El cedro es una de las notas fundamentales y más nobles de madera, otorgando a los perfumes una increíble persistencia, profundidad y calidez. En la perfumería, este nombre abarca un mundo completo de matices aromáticos: desde bálsamo seco, casi ahumado, hasta sonidos suaves, dulzones y resinosos. Su voz puede ser severa y ascética o envolventemente acogedora, creando una sensación de seguridad y conexión con la naturaleza. Esta versatilidad hace del cedro una herramienta indispensable para los perfumistas que buscan añadir solidez, estructura y una elegante sensualidad terrenal a una composición.
La historia del cedro en la perfumería comienza con aceites esenciales naturales, pero hoy su sonido es mucho más amplio. Los más utilizados son los aceites de cedro del Atlas (Cedrus atlantica) e himalayo (Cedrus deodara). El cedro del Atlas proporciona un aroma dulzón y leñoso con matices melosos, polvorientos y a veces balsámicos-medicinales, mientras que el himalayo es más balsámico y alcanforado. Curiosamente, los populares "cedros de Virginia" y "cedros de Texas" en la perfumería, desde un punto de vista botánico, son enebros, cuyo aroma es más directo, seco y ahumado.
Además de los aceites naturales, los materiales sintéticos y semisintéticos juegan un papel enorme, como el metil cedril cetona (leñoso-cuero) o el cedrambar (seco, ambarino). Permiten a los perfumistas, desde Jean-Claude Ellena hasta Francis Kurkdjian, crear interpretaciones estables, limpias y modernas del cedro, libres de las notas secundarias de las materias primas naturales.
El cedro es un invitado frecuente tanto en perfumes de nicho como de masas, donde actúa como fondo ideal o solista brillante. En el famoso Bal d'Afrique Byredo, añade una cálida y relajada madera al acorde solar. El cedro demuestra su carácter fresco y enérgico en Chance Eau Fraîche Chanel. La faceta moderna, casi mineral de esta nota se puede apreciar en Light Blue Dolce & Gabbana.

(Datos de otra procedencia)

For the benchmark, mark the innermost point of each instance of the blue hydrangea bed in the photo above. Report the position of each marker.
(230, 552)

Marcas como Chanel, Dior y Guerlain recurren regularmente al cedro para dar a sus creaciones una base elegante. Suena en corazones florales, bases chypre y composiciones fougère modernas, creadas por los principales perfumistas del mundo, incluidos Dominique Ropion y Alberto Morillas.
La versatilidad del cedro se revela en combinaciones impresionantes. El dúo clásico y eterno es el cedro con pachulí, creando un acorde profundo, terroso y ligeramente fúngico. Con vetiver, forma una composición seca, exquisitamente mineral. Las especias suaves como el cardamomo o la pimienta rosa resaltan su dulzura cálida y leñosa. En los perfumes modernos, el cedro a menudo se combina con ámbar y almizcle, resultando en una base suave, curtida y muy envolvente.
En carácter, el cedro es cercano a otras nobles notas de madera, como Akigalawood con sus matices picantes y curtidos, o el seco y polvoriento Akant. Estas notas pueden servir como una interesante alternativa o complemento en la búsqueda del acorde leñoso perfecto.
Las fragancias con cedro son adecuadas para quienes valoran la solidez, la elegancia contenida y la conexión con la naturaleza. Son ideales para el clima frío — otoño, invierno y principios de primavera, cuando su calidez y persistencia se revelan plenamente. Las interpretaciones ligeras y frescas del cedro, como en Lacoste Pour Femme, también pueden adornar un día de verano.
Esta nota se siente maravillosa en la atmósfera de la oficina, añadiendo confianza a la imagen, y por la noche crea un aura de misterio y fuerza interior. Al elegir un perfume con cedro, preste atención a su entorno: combinado con cítricos y agua, sonará fresco y dinámico, y con incienso, cuero o resinas espesas — profundamente, meditativamente e incluso místicamente. Es una nota que nunca pasa de moda, constantemente reinterpretada por los perfumistas en formas nuevas y emocionantes.